Горилла носила такой же костюм, как мы с вами, я хочу сказать, как наши охотники, приглашенные на одну из тех грандиозных облав, которые устраиваются у нас для послов и других важных персон по случаю официального открытия охотничьего сезона. Ее коричневая куртка казалась сшитой в лучшем парижском ателье, а под ней виднелась рубаха в крупную клетку, какие обычно носят наши спортсмены. Слегка расширяющиеся книзу бриджи были заправлены в гетры. Но на этом сходство кончалось: вместо ботинок горилла была обута в пару толстых черных перчаток.
И это была именно горилла, я видел! Из воротника рубахи торчала заросшая черной шерстью уродливая голова с остроконечным черепом, приплюснутым носом и огромными обезьяньими челюстями. Горилла стояла, слегка наклонившись вперед, в типичной позе охотника, подстерегающего добычу, и ее длинные руки сжимали ружье. Она притаилась точно напротив меня, по другую сторону широкой просеки, к которой приближалась цепь загонщиков.

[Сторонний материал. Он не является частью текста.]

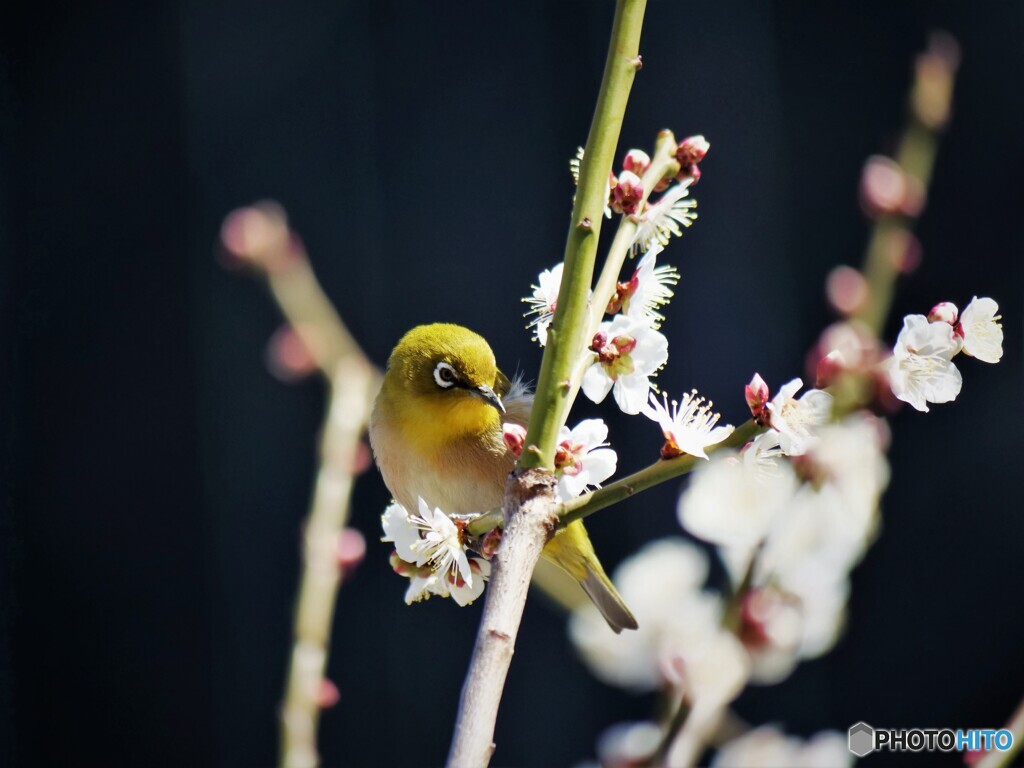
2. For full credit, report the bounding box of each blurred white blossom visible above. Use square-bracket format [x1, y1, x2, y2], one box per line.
[582, 314, 669, 414]
[569, 539, 748, 708]
[711, 725, 853, 768]
[597, 720, 662, 768]
[958, 296, 1002, 362]
[641, 389, 735, 459]
[381, 499, 490, 605]
[678, 451, 798, 581]
[523, 264, 563, 347]
[631, 178, 697, 254]
[608, 246, 679, 331]
[884, 310, 967, 412]
[767, 379, 833, 456]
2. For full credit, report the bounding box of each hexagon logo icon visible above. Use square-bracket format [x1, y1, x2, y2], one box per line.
[849, 722, 874, 758]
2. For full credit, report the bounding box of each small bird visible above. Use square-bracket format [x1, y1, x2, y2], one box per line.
[370, 323, 637, 632]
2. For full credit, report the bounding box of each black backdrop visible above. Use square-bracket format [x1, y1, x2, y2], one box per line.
[0, 0, 1024, 766]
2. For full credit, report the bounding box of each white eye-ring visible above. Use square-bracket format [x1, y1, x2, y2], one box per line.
[434, 362, 455, 389]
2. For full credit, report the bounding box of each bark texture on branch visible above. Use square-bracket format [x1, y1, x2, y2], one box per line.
[447, 470, 558, 768]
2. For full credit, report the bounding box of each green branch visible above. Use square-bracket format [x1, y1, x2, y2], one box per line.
[467, 421, 763, 537]
[518, 0, 646, 470]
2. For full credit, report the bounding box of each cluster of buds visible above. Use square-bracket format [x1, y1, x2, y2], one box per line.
[676, 135, 711, 184]
[860, 155, 925, 218]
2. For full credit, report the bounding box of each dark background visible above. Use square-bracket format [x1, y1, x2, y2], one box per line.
[0, 0, 1024, 766]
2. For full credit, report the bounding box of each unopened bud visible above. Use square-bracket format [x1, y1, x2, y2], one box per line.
[316, 678, 341, 710]
[928, 301, 959, 326]
[388, 550, 420, 578]
[825, 265, 868, 316]
[676, 135, 711, 168]
[502, 423, 526, 458]
[814, 349, 846, 389]
[623, 150, 650, 176]
[743, 374, 770, 426]
[676, 163, 700, 186]
[611, 171, 643, 215]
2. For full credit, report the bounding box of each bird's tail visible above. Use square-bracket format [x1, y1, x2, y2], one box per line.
[544, 520, 638, 634]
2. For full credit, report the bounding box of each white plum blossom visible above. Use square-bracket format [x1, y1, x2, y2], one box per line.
[767, 379, 833, 456]
[597, 720, 662, 768]
[711, 725, 853, 768]
[957, 296, 1002, 362]
[381, 499, 490, 605]
[582, 314, 669, 414]
[555, 419, 618, 502]
[442, 557, 490, 607]
[609, 245, 679, 330]
[631, 177, 697, 255]
[641, 389, 735, 459]
[883, 310, 967, 413]
[395, 557, 490, 606]
[569, 539, 748, 709]
[677, 451, 798, 584]
[523, 264, 562, 347]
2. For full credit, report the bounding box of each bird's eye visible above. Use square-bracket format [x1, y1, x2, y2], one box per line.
[434, 362, 455, 389]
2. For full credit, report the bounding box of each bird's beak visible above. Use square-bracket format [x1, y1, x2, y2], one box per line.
[471, 384, 505, 414]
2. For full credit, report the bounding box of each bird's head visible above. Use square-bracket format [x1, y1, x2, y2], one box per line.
[384, 323, 509, 433]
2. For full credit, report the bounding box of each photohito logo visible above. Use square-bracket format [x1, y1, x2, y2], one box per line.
[848, 723, 1014, 758]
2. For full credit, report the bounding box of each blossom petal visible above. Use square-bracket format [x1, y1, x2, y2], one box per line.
[610, 372, 650, 414]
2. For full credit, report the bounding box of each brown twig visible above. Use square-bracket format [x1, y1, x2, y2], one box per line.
[221, 204, 381, 768]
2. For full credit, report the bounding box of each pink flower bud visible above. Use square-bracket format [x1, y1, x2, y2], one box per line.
[623, 150, 650, 176]
[612, 171, 643, 215]
[502, 422, 526, 458]
[266, 324, 317, 384]
[676, 135, 711, 168]
[316, 678, 341, 710]
[480, 528, 502, 560]
[743, 374, 770, 426]
[220, 202, 296, 271]
[338, 528, 367, 572]
[676, 163, 700, 186]
[825, 266, 868, 316]
[928, 301, 959, 326]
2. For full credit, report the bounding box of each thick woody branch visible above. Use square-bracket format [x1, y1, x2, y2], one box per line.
[281, 355, 375, 768]
[221, 203, 381, 768]
[447, 470, 558, 768]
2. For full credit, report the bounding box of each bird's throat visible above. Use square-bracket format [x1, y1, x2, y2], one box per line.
[400, 396, 502, 454]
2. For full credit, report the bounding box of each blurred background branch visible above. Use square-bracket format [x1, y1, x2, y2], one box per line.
[221, 204, 381, 768]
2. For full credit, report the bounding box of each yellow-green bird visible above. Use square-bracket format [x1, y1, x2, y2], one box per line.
[370, 323, 637, 632]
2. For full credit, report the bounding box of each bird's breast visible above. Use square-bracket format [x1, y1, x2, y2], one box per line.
[370, 399, 514, 514]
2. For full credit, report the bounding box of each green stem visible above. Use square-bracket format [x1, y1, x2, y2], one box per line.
[976, 701, 1024, 768]
[519, 0, 647, 470]
[857, 46, 957, 336]
[558, 421, 763, 526]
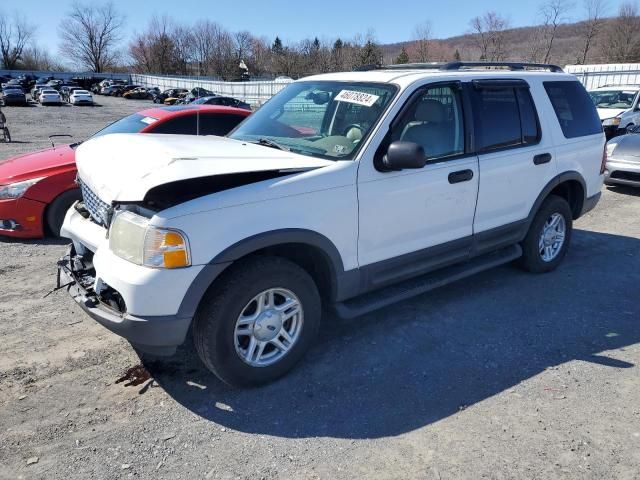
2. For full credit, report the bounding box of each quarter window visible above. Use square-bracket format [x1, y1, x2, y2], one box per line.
[472, 87, 540, 151]
[544, 81, 602, 138]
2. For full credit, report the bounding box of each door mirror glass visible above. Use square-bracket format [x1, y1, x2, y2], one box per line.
[382, 142, 427, 170]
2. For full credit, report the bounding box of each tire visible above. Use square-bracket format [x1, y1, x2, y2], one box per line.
[520, 195, 573, 273]
[45, 188, 82, 237]
[193, 257, 321, 387]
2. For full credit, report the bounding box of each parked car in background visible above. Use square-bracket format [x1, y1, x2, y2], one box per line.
[0, 106, 250, 238]
[153, 88, 188, 103]
[192, 95, 251, 110]
[69, 89, 93, 105]
[589, 85, 640, 138]
[38, 89, 62, 105]
[57, 62, 605, 387]
[604, 125, 640, 187]
[122, 87, 151, 100]
[58, 83, 82, 102]
[0, 84, 27, 106]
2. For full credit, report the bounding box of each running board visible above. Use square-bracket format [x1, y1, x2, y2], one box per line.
[333, 244, 522, 319]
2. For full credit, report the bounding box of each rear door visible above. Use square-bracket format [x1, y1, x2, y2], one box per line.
[469, 79, 556, 253]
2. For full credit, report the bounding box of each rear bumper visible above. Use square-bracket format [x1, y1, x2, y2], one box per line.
[604, 158, 640, 187]
[58, 249, 192, 355]
[0, 197, 46, 238]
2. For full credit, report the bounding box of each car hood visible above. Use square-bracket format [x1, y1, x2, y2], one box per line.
[596, 108, 628, 120]
[76, 134, 334, 203]
[611, 133, 640, 158]
[0, 145, 75, 184]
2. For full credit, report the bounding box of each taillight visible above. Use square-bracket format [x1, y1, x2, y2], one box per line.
[600, 145, 607, 175]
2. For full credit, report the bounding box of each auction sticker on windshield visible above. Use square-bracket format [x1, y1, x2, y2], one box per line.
[334, 90, 380, 107]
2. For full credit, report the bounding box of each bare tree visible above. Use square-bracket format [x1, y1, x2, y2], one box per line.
[603, 2, 640, 62]
[578, 0, 607, 65]
[470, 11, 509, 61]
[540, 0, 573, 63]
[0, 12, 35, 70]
[59, 2, 124, 72]
[409, 21, 432, 63]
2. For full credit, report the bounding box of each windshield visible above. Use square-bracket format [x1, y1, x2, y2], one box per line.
[91, 113, 158, 138]
[589, 90, 637, 109]
[229, 81, 397, 160]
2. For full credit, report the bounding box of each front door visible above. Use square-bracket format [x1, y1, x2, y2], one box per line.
[358, 83, 479, 289]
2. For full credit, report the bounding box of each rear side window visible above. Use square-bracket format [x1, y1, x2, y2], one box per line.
[544, 82, 602, 138]
[149, 115, 197, 135]
[473, 86, 540, 151]
[200, 114, 245, 137]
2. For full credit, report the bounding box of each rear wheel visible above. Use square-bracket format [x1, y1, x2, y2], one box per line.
[45, 189, 82, 237]
[193, 257, 321, 387]
[520, 195, 573, 273]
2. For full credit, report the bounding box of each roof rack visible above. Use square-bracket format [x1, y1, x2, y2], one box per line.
[440, 62, 564, 73]
[353, 62, 564, 73]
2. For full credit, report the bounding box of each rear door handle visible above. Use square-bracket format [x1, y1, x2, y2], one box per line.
[533, 153, 551, 165]
[449, 170, 473, 183]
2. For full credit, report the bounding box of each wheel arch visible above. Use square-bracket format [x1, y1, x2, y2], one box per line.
[178, 229, 360, 316]
[527, 171, 587, 229]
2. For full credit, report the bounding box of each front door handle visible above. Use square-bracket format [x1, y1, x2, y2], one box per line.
[533, 153, 551, 165]
[449, 170, 473, 183]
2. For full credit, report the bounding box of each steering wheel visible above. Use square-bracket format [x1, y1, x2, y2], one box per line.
[342, 123, 364, 143]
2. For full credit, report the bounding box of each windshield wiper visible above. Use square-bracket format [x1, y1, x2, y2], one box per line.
[254, 137, 291, 152]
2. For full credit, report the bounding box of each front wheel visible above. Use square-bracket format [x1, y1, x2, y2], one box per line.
[520, 195, 573, 273]
[193, 257, 321, 387]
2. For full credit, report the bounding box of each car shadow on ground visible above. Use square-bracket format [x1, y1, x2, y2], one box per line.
[0, 235, 71, 246]
[607, 185, 640, 197]
[141, 231, 640, 438]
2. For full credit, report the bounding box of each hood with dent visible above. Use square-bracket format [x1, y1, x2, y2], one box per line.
[609, 133, 640, 161]
[76, 133, 333, 203]
[596, 108, 628, 120]
[0, 145, 75, 184]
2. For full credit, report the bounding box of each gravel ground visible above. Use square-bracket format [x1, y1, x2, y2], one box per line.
[0, 97, 640, 479]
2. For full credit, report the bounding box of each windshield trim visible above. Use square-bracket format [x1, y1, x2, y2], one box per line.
[226, 79, 402, 162]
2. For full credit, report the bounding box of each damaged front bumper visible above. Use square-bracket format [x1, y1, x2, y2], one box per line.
[58, 246, 192, 355]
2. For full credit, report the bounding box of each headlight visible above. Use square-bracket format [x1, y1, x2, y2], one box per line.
[0, 177, 44, 200]
[602, 117, 620, 127]
[109, 211, 191, 268]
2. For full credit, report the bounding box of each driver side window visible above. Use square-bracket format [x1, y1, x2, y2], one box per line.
[391, 85, 465, 160]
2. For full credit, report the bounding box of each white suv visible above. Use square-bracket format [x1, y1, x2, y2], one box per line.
[59, 62, 605, 385]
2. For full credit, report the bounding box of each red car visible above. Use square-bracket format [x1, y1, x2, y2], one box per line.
[0, 105, 251, 238]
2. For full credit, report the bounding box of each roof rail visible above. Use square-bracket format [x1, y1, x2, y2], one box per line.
[353, 62, 446, 72]
[440, 62, 564, 73]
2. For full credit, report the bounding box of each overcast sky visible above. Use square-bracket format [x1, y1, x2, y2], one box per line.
[11, 0, 622, 53]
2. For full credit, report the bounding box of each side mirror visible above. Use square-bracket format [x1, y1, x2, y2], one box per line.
[382, 142, 427, 170]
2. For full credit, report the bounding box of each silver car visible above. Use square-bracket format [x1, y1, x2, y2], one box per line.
[604, 127, 640, 187]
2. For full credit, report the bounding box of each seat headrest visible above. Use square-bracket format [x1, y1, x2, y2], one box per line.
[415, 100, 445, 123]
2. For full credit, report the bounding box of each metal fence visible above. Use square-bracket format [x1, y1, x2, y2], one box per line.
[131, 74, 293, 106]
[564, 63, 640, 90]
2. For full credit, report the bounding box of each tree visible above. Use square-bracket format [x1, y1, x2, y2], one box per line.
[271, 37, 284, 54]
[604, 3, 640, 62]
[59, 2, 124, 72]
[0, 12, 35, 70]
[394, 46, 409, 64]
[470, 11, 509, 62]
[411, 22, 431, 63]
[360, 39, 382, 65]
[537, 0, 573, 63]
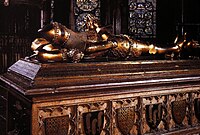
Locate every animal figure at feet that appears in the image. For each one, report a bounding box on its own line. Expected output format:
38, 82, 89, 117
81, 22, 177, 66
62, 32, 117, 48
30, 15, 198, 63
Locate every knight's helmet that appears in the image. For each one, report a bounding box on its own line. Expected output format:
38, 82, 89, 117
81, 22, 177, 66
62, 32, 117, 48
38, 22, 70, 44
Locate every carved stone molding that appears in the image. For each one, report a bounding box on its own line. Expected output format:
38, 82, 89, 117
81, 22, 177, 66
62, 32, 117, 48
112, 98, 139, 135
77, 102, 110, 135
142, 95, 167, 133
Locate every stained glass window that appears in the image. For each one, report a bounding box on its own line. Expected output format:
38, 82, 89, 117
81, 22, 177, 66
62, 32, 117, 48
74, 0, 100, 32
129, 0, 156, 38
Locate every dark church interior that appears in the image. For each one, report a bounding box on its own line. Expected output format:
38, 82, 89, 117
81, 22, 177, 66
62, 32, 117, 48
0, 0, 200, 135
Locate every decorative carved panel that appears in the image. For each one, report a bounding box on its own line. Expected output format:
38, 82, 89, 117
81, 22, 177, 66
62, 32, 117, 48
168, 93, 191, 129
191, 91, 200, 125
77, 102, 110, 135
38, 105, 76, 135
142, 95, 167, 133
129, 0, 156, 38
112, 98, 139, 135
74, 0, 100, 31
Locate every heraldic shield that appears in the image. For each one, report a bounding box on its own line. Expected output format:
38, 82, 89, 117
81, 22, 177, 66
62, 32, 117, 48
83, 110, 104, 135
116, 107, 135, 135
146, 103, 163, 129
172, 100, 186, 125
194, 98, 200, 121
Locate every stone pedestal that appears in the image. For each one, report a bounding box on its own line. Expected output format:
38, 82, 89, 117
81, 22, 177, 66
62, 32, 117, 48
0, 60, 200, 135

Внезапно горилла насторожилась. Я тоже услышал в кустах чуть правее себя легкий шорох. Горилла повернула голову, одновременно поднимая ружье, чтобы сразу прицелиться. С вершины холма я заметил, как колеблется кустарник, сквозь который продирался наугад один из беглецов. Мне хотелось крикнуть, предостеречь его, настолько очевидны были намерения обезьяны. Но я не смог, да и не успел: человек уже выскочил на открытое место с быстротой оленя. Выстрел настиг его, когда он был на середине просеки. Человек подпрыгнул, упал, забился в конвульсиях и испустил дух.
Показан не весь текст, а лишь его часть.